Illegal immigration across the southwestern border is down so much that Homeland Security is now deporting more people each month than it captures coming across, officials announced Thursday, saying they’re now able to eat into the backlog of cases that built up during last year’s surge.
Acting Customs and Border Protection Commissioner Mark Morgan said illegal crossings did tick up slightly in February compared to January’s numbers, but it’s still far lower than the heights of last year’s wave.
The problem has shifted. No longer are Central American families bedeviling border officials, but smugglers are now looking both closer and father afield, turning back to single adult Mexicans and to Brazilian families, Mr. Morgan said.
But he said they’re in better shape to deal with the new situation, thanks to the policies put in place and the deals struck with Mexico and Central American countries over the last year, which give the government the chance to do something beyond just releasing illegal immigrants into American communities.
“We’ve got the tools in place now where we have the capacity to remove more people than we’re actually apprehending,” Mr. Morgan told reporters ahead of announcing the February numbers Thursday.
After eight months of declines, the number of illegal immigrants either apprehended by Border Patrol agents or encountered by officers at ports of entry ticked up from about 36,650 in January to about 37,100 in February.
In February 2019, by contrast about 76,550 unauthorized migrants were caught trying to enter.
And at the height of last year’s surge in May, more than 144,000 migrants were nabbed. Of those, more than 80,000 were immediately released into communities, because under a patchwork of laws and court rulings there was no way to hold and quickly deport them.
Most remain in the U.S. still, authorities believe.
But the new lower numbers at the border mean Homeland Security is finally cutting into the backlog, Mr. Morgan said.
“For the last five months, the number of those we removed have outpaced the number we have encountered at the southwest border,” he said.
In January, for example, Homeland Security ousted nearly 42,000 illegal immigrants, or about 5,200 more than were nabbed at the border.

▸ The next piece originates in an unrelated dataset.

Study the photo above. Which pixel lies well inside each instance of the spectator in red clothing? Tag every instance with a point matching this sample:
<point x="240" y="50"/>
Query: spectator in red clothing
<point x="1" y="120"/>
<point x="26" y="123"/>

Mr. Morgan said President Trump deserves credit for pushing the changes that allowed the U.S. government to get a handle on things. The administration suspended aid payments to key Central American countries until they agreed to do more to keep their people at home, and to try to stop other nationalities from using their territory as a crossing point.
And Mr. Trump personally threatened to slap tariffs on Mexico, which brought Mexican officials running to Washington to cut a deal. They agreed to expand their own immigration enforcement efforts, and agreed to accommodate people from Central America who crossed Mexican territory en route to the U.S., whom the U.S. then pushed back across the border to wait for their immigration court dates.
That U.S. policy, officially known as the Migrant Protection Protocol but more commonly called “Remain in Mexico,” has been a critical part of cutting the flow of Central Americans.
Mr. Morgan said the drop in numbers has taken hundreds of millions of dollars of profits out of the pocket of the smuggling cartels, who charge anywhere from $3,000 to more than $15,000 to smuggle a Central American into the U.S.
Looking for new customers, the cartels are now targeting others. Ecuador has become a hot new source for illegal immigrants. And the cartels are once again trying to recruit single adults from Mexico, officials say.
Brazil had been a major source late last year, but the U.S. government expanded its MPP deal with Mexico to allow Brazilians to be pushed back across the border, and the numbers immediately began to fall, plummeting from more than 1,600 in November to just 682 in February, according to Homeland Security data.
What most concerned Mr. Morgan was a spike in drug seizures.
He said fentanyl seizures were up 75% from January to February, cocaine was up 41%, heroin was up 11% and methamphetamine was up 30%.
Like migration, where a rise in the level of arrests is believed to mean a rise in the number of people successfully sneaking in, a rise in seizures is believed to signal a rise in the amount of drugs getting through.
He said that while the largest amount flows through the ports of entry in vehicles or strapped to travelers’ bodies, they’re seeing increasing seizures by Border Patrol agents between the ports.
Mr. Morgan said that’s another argument for finishing the border wall. He said that can funnel activity, forcing it to the ports, where each vehicle can be screened and he said they have good detection capabilities. Or, he said, it can force them to try to defeat the wall with drug tunnels.
“We want to drive them to take extreme measures to force them to spend a lot of time, effort and money to come up with new ways,” he said. “We want to make it hard for them.”
He pointed to the discovery of a second drug tunnel along the border this year as evidence that it’s working.
“The smugglers are getting desperate,” he said.